The first reader of the ms. of the first two volumes of Stieg Larsson's Millennium trilogy was Lasse Bergstrom, "the legendary publisher-in-chief of Nosredts ... who had published all sorts of writers from Sjowall and Wahloo to Ingmar Bergman. It was clear from his report that he had read all 1300 or so pages in scarcely five days..."

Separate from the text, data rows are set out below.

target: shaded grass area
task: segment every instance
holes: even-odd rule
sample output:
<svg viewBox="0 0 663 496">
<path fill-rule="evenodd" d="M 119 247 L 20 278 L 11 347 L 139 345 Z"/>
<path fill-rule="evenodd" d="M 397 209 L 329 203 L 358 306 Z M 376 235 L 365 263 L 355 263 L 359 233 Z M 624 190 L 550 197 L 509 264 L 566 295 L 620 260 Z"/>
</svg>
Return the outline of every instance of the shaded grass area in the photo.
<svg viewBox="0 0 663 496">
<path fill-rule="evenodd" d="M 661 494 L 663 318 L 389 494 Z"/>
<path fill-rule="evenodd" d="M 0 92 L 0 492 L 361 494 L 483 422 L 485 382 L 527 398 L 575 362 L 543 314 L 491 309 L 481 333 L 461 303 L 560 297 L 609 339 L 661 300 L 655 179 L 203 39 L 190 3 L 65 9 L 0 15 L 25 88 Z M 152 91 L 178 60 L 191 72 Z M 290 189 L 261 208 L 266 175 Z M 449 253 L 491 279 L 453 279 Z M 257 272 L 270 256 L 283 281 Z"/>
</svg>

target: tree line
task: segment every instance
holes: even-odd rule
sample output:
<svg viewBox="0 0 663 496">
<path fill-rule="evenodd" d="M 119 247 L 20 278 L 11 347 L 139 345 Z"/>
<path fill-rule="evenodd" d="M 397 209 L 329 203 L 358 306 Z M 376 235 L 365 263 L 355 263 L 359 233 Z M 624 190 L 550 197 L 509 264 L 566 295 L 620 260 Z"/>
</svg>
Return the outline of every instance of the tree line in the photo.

"What is new about Stieg Larsson in relation to Sjowall and Wahloo, Mankell, Edwardson and other successful Swedes in a genre with rather too many practitioners is that he has a kind of encyclopedic gift for literary tension and entertainment, and without any apparent effort can move between different planes of action with barely a noticeable change of gear. It is no coincidence that the two novels are long. Larsson is able to keep several plots going at the same time, and to bring all the threads together at the end. ... But what distinguishes Larsson's two novels definitely from Swedish predecessors in the genre in not just the quick-change feats but above all his choice of principle characters. The dogged journalist Blomqvist no doubt has literary forebears, but I find it hard to think of an equivalent of Lisbeth Salander anywhere else in the worlds of crime novels or films. ... Larsson portrays her with both tenderness and humor, and against all odds the way he does it becomes if not credible at least vigorous and absorbing."-- from Gedin, Eva. "Working With Stieg Larsson." From On Stieg Larsson, in the Steig Larsson's Millennium Trilogy Deluxe Boxed Set.
Praise indeed from one of our leading publishers for over half a century, and a man well-read in crime fiction.